Despite its serious theme, Newton is deft and cheerful, avoiding any polemical statements to allow its harassed protagonists to tell the story themselves. It begins with Newton (Rajkummar Rao), an idealistic government official volunteering to set up a polling station in a village in the jungle in Chhattisgarh so that the inhabitants can vote. It doesn’t help that the government has only just won back the territory from communist Naxalite guerillas, who may have warned the villagers not to vote.
When Newton’s boss tells him that he’s bringing some foreign journalists to the village so they can see the extent of India’s democracy, he has to find ways to encourage the villagers to cast their ballot. But the local police chief, who’s charged with his protection, wants Newton to abandon the mission in case the Naxalites attack the voting booth. A battle of wits ensues.
One of many interesting facets of the film is that it’s not afraid to depict India’s caste system and its ethnic minorities, or Adivasi.
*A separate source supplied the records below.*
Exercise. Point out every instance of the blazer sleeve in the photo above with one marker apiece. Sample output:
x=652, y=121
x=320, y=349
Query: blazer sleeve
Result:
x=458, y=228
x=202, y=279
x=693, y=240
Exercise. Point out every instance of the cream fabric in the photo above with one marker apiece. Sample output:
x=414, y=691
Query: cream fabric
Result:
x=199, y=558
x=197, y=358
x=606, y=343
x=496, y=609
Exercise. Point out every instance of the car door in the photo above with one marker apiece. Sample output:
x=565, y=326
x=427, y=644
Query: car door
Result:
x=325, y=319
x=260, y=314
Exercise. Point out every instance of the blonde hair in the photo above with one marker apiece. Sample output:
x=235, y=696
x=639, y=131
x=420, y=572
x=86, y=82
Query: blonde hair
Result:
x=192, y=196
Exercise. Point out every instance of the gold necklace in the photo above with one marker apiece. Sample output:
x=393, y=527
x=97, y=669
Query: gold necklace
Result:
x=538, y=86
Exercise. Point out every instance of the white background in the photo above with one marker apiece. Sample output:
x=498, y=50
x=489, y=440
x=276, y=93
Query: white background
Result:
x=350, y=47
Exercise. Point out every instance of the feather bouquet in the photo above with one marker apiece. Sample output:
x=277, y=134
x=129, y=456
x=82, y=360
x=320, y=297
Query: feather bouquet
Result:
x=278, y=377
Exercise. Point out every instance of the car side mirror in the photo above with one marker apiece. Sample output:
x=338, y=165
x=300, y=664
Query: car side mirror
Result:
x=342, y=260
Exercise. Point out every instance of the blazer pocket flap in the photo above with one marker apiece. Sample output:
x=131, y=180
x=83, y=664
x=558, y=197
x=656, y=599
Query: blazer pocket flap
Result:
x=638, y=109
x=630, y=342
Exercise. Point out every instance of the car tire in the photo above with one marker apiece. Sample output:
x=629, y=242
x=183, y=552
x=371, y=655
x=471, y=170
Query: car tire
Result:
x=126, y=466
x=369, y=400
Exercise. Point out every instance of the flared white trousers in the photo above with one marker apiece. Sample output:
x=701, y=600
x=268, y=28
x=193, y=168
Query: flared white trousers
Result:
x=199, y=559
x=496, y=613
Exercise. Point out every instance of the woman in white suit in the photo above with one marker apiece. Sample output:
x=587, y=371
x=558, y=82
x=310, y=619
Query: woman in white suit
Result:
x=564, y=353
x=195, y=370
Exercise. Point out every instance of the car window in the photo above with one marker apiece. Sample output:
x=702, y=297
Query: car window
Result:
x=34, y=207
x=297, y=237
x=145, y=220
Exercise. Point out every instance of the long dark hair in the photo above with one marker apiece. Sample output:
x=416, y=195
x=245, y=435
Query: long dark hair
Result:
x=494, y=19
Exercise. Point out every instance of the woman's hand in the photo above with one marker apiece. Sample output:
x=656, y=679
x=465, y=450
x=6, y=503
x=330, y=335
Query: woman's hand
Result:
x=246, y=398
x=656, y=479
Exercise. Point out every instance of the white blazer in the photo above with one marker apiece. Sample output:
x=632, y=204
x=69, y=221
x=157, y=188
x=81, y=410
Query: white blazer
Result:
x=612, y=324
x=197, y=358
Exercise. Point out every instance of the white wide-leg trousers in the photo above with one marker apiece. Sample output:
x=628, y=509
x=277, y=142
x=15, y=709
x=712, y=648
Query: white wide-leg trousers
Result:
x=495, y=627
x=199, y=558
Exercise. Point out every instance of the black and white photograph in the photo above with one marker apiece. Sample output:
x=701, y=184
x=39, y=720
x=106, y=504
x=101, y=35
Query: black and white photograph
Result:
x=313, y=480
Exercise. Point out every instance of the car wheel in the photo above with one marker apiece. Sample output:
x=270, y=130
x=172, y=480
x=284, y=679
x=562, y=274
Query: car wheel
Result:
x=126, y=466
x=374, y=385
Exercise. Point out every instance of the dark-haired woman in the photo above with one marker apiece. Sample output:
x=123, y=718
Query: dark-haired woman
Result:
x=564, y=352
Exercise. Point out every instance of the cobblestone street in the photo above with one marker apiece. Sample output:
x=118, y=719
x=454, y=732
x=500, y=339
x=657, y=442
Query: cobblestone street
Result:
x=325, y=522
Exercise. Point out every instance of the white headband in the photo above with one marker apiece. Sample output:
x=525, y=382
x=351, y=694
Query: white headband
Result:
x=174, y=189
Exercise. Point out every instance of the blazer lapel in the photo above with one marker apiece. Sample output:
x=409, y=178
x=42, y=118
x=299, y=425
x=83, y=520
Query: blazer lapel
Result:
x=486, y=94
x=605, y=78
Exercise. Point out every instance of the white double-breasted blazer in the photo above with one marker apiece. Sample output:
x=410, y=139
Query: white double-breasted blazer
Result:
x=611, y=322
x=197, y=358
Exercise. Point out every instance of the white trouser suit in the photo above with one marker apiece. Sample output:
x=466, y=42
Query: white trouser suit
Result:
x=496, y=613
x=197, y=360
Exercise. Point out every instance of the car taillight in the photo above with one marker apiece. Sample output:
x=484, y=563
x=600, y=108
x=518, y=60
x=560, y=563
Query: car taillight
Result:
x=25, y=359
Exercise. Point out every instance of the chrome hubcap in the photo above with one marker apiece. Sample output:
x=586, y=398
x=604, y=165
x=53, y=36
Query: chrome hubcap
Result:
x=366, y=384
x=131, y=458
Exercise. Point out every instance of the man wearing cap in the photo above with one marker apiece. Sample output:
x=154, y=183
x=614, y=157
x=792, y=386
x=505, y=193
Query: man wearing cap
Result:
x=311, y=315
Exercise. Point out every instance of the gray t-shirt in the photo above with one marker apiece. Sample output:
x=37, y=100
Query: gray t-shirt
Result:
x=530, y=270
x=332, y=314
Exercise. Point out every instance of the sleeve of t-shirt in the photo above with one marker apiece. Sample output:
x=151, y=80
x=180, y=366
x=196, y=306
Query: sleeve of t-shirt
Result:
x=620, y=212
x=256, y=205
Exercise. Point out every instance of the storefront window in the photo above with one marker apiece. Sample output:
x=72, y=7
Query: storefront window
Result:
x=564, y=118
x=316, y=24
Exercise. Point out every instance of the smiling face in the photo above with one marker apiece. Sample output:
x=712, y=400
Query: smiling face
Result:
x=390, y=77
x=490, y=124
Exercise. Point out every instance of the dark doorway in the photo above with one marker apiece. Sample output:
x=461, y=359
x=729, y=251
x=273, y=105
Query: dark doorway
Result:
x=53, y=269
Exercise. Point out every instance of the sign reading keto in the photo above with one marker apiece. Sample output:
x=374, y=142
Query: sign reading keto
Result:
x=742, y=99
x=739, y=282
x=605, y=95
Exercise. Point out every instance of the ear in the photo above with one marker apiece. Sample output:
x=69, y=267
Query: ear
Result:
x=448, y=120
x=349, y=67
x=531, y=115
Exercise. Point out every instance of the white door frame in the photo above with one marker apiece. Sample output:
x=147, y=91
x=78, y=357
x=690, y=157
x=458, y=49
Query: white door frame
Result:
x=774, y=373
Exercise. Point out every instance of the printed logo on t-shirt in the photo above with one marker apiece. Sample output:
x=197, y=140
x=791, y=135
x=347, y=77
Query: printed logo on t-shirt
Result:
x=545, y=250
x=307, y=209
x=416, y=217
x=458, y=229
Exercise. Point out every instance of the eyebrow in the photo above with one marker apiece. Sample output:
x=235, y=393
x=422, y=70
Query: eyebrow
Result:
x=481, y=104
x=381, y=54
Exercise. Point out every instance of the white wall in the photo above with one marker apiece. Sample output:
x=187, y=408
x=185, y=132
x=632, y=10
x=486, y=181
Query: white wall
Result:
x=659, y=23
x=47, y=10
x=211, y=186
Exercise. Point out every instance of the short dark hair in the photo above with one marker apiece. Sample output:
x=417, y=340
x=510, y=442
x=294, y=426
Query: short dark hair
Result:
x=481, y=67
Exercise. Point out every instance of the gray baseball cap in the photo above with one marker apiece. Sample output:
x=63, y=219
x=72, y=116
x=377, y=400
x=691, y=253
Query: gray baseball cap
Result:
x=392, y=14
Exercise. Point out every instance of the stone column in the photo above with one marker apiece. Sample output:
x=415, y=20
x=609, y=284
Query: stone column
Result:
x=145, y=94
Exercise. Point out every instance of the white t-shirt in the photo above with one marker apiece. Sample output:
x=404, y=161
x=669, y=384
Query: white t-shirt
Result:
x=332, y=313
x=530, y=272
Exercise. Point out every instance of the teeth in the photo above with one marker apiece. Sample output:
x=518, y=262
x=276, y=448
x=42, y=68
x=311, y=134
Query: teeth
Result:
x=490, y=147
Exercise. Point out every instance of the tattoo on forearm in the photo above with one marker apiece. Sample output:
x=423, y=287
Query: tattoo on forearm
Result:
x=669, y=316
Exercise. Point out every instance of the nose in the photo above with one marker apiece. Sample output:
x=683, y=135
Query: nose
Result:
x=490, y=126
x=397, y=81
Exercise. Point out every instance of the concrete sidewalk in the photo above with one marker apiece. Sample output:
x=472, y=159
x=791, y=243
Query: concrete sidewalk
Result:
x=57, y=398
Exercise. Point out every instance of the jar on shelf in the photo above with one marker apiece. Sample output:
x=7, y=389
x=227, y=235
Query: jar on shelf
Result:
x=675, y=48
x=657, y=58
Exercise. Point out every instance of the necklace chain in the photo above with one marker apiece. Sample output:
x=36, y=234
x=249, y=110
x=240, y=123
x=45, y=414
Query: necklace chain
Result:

Masurkar also delves into local politics, showing how the villagers are ignored by the government until they become useful for something – in this case, impressing foreign journalists by turning up to vote.
Newton himself is an idealist, but the film is not soppy, as it’s actually the police chief’s threats that finally fulfil his task rather than his own gentle persuasion. All the local characters hail from the area the film was shot in, and many play versions of themselves.
“I wanted to do something about [the electoral system] because even though elections happen, there’s still a big gap between democratic principles and the way democracy functions,” Masurkar told the Awards Circuit website. The film won the Jury prize at the 2017 Hong Kong International Film Festival, and was India’s entry for the best foreign-language film Oscar the same year.
Newton will be screened on November 15 at Palace IFC, in Central, and on November 20 at Broadway Cinematheque, in Yau Ma Tei, as part of the Hong Kong Asian Film Festival.